X_gyro_features = np.column_stack((
    gyro_sliced[['X', 'Y', 'Z']].values,
    gyro_sliced[['rms_X', 'rms_Y', 'rms_Z']].values,
    gyro_sliced[['skew_X', 'skew_Y', 'skew_Z']].values,
    gyro_sliced[['entropy_X', 'entropy_Y', 'entropy_Z']].values,
    gyro_sliced[['fft_X', 'fft_Y', 'fft_Z']].values,
    gyro_sliced[['peaks_X', 'peaks_Y', 'peaks_Z']].values,
    gyro_sliced[['stft_X', 'stft_Y', 'stft_Z']].values
))

# ZIP 파일 열기
with zipfile.ZipFile(uci_har_zip_path, 'r') as zip_ref:
    # ZIP 파일 내의 y_train.txt 파일을 불러옴
    with zip_ref.open('UCI HAR Dataset/train/y_train.txt') as y_train_file:
        y_train = pd.read_csv(y_train_file, header=None).values.flatten()

# 확인
print(f"y_train shape: {y_train.shape}")

# 라벨 데이터에서 최소값이 1이므로, 모든 값을 1씩 감소시켜 0부터 시작하도록 변환
y_train_upsampled = np.repeat(y_train, 2)  # 레이블을 2배로 확장
if y_train_upsampled.min() > 0:  # 라벨 값이 1부터 시작하면 1씩 감소
    y_train_upsampled = y_train_upsampled - 1

# 데이터셋을 학습용과 검증용으로 나누기
X_train_features, X_val, y_train_upsampled, y_val = train_test_split(X_train_features,
                                                                     y_train_upsampled,
                                                                     test_size=0.2,
                                                                     random_state=42)

# 검증 세트의 라벨도 같은 방식으로 변환
if y_val.min() > 0:  # 라벨 값이 1부터 시작하면 1씩 감소
    y_val = y_val - 1

# 데이터 차원 확장 (batch_size, sequence_length, input_size)
X_train_features = X_train_features.reshape(X_train_features.shape[0], 1, X_train_features.shape[1])
X_val = X_val.reshape(X_val.shape[0], 1, X_val.shape[1])
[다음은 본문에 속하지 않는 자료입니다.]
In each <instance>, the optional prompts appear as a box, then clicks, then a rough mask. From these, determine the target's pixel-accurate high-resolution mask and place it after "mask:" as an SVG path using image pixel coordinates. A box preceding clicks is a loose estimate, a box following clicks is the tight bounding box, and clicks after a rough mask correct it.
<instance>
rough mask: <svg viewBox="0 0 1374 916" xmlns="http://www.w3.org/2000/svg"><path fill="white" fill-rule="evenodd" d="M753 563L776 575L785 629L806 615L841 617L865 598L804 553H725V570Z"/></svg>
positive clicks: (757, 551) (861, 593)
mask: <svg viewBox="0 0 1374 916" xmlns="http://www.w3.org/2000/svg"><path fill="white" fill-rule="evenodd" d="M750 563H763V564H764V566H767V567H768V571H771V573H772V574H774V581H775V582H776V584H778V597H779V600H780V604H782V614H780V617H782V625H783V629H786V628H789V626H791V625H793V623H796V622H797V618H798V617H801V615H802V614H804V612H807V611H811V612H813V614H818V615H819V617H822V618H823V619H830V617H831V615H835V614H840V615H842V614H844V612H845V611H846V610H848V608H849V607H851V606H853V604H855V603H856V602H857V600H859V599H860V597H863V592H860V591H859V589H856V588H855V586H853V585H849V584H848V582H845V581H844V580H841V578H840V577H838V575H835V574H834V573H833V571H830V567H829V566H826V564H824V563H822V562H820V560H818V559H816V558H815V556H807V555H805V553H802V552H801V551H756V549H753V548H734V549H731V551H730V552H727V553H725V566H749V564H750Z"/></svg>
# TensorDataset 및 DataLoader 정의
train_dataset = TensorDataset(torch.tensor(X_train_features, dtype=torch.float32), torch.tensor(y_train_upsampled, dtype=torch.long))
val_dataset = TensorDataset(torch.tensor(X_val, dtype=torch.float32), torch.tensor(y_val, dtype=torch.long))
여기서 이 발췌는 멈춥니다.